Before the pandemic: Work in the imperialist core, toiling in the periphery

The title is formulated as a comment to Michael Roberts “Work or toil in the pandemic” as that was what gave me the impulse to this research.
Thanks to the Penn-data it’s possible to describe the changes in working hours per worker and per inhabitant in most of the world. At least back to the 1980-ies. Some countries all the way to 1950. The most important widening compared to the OECD statistics is the inclusion of China. Thanks to those data the periphery outside the imperialist core can be described and the economic whole world-system of globalized capitalism can be studied. Not in detail as the data for smaller countries in the periphery still is missing, but as a big picture.
I begin as I did with the OECD-statistics by drawing a diagram from all the available data.

I think this diagram gets more reliable towards the end, as more countries have data and the methods for collecting data gets more and more standardized. Maybe. But on the other hand there is nowadays a declared economic war going on, and statistics is a comparably cheap and efficient weapon.
Anyway, the general direction of the world economy since about 1990 is towards longer hours for employed and growing cost of living for the populations. The opposite direction to the so called golden age 1950 to 1970.

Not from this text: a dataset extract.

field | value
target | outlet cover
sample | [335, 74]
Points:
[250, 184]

“Divided World Divided Class”
When I divide the country data along the lines that Samir Amin and many others use, on the one hand the Triad, USA Europe and Japan (plus the white colonies and other enclaves) and on the other hand all the others, the periphery, a clear pattern appears.

Convergent – divergent
It might have looked as the capitalistic core and the periphery was getting closer between 1969 and 1979. But it was only the beginning of a development in crossing directions. The core countries are zig zagging towards shorter hours and have about the same cost of living on average, even if as we know the distribution between rich and poor has become more uneven. In the periphery the working hours have been kept about the same but the cost of living has grown continuously. Until the crisis in the beginning in the beginning of the 1990-ies when the hours at work also started to grow longer.


More countries
When we compare the partitioned data with the total sum in the first diagram, we can see how the changes in the periphery makes more impression on the total in the later years. Even though the difference between the parts gets bigger. This is of cause an effect of the adding of data from more countries from the periphery and these countries having lager populations.